Una stagione da incorniciare, costruita giorno dopo giorno sul campo, attraverso allenamenti, sacrifici e una costante ricerca del miglioramento. A raccontare il percorso delle portiere della Salernitana 1919 Women è Enzo Graziano, preparatore degli estremi difensori granata, intervenuto ai microfoni di The Sport Corner per tracciare un bilancio dell’annata appena conclusa.
Un campionato che ha lasciato in eredità numeri importanti: 14 clean sheet, miglior difesa del girone D e seconda miglior retroguardia dell’intera Serie C femminile. Risultati che, secondo il preparatore, rappresentano la naturale conseguenza di un lavoro meticoloso svolto durante tutta la stagione.
«La cosa che mi rende orgoglioso, dopo questa stagione con la Salernitana Women, è senza dubbio la crescita tecnica e mentale che hanno avuto le portiere, frutto del lavoro svolto nel corso dell’anno. Allenamento dopo allenamento abbiamo costruito o migliorato non solo i gesti tecnici, ma anche mentalità, personalità e fiducia nei propri mezzi. Tutto ciò si riflette nei numeri: 14 clean sheet, miglior difesa del girone D e seconda miglior difesa dell’intera Serie C».

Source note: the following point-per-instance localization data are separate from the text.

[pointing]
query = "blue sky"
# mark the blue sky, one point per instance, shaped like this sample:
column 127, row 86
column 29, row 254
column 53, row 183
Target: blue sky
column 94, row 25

Un percorso che ha coinvolto l’intero reparto, dalle più giovani fino alle atlete della prima squadra.
«Più che parlare di una singola, credo che sia giusto sottolineare come tutte le portiere abbiano fatto un percorso importante, dall’Under 15 fino alla prima squadra. Ognuna di loro ha migliorato aspetti diversi del proprio gioco: chi ha affinato la tecnica di base, chi ha perfezionato le uscite alte, chi ha migliorato la gestione del pallone tra i piedi».
Un ruolo, quello del portiere, profondamente cambiato negli ultimi anni e sempre più centrale nelle dinamiche tattiche del calcio moderno.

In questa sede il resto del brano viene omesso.